Assises de l’Avenir / Investir : les leviers du succès
Lors des Assises de l’Avenir, le 28 juin, Olivier Babeau, président de l’Institut Sapiens, a souligné les limites d’une logique trop comptable de la politique de santé et la nécessité d’évoluer vers plus de prévention et de prospective pour encourager l’investissement et l’innovation.

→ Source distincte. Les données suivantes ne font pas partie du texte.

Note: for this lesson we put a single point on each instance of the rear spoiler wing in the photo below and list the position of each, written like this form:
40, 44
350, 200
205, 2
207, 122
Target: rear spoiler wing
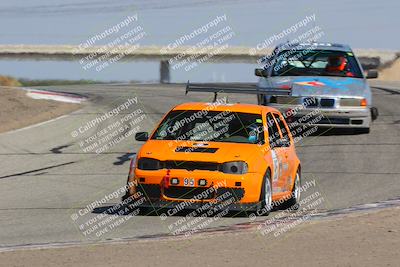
236, 89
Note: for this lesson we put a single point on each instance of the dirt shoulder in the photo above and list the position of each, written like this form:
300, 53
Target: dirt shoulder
17, 110
391, 73
370, 239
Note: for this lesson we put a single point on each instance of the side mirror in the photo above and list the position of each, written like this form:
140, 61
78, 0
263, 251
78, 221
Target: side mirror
142, 136
260, 72
372, 74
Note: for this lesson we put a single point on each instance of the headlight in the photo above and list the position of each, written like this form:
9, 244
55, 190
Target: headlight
353, 102
235, 167
289, 100
148, 164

S’il fait partie des services publics que la crise a rendu prioritaires aux yeux de l’opinion, le budget de l’hôpital public demeure conditionné aux contraintes macro-économiques. Le manque de moyens ne doit pas cependant occulter des problèmes plus profonds d’ordre organisationnel, de logique comptable et, pour finir, un manque d’attractivité. « L’hôpital souffre d’abord des 35 heures, avec une organisation et des conditions de travail qu’il n’a jamais pu intégrer, » note Olivier Babeau, président de l’Institut Sapiens. A cela s’ajoute « un mal très français » qui est la bureaucratisation du système. Le taux de bureaucratie en France se situerait, selon lui, 9 points au-dessus de l’Allemagne. Enfin, il souligne les effets délétères d’une vision comptable de la politique de santé. « La Tarification à l’Activité (T2A) encourage la multiplication des actes et néglige l’expérience métier, » martèle-t-il. Ce qui a occasionné une baisse de l’attractivité de la fonction publique, divisée par deux en quelques années.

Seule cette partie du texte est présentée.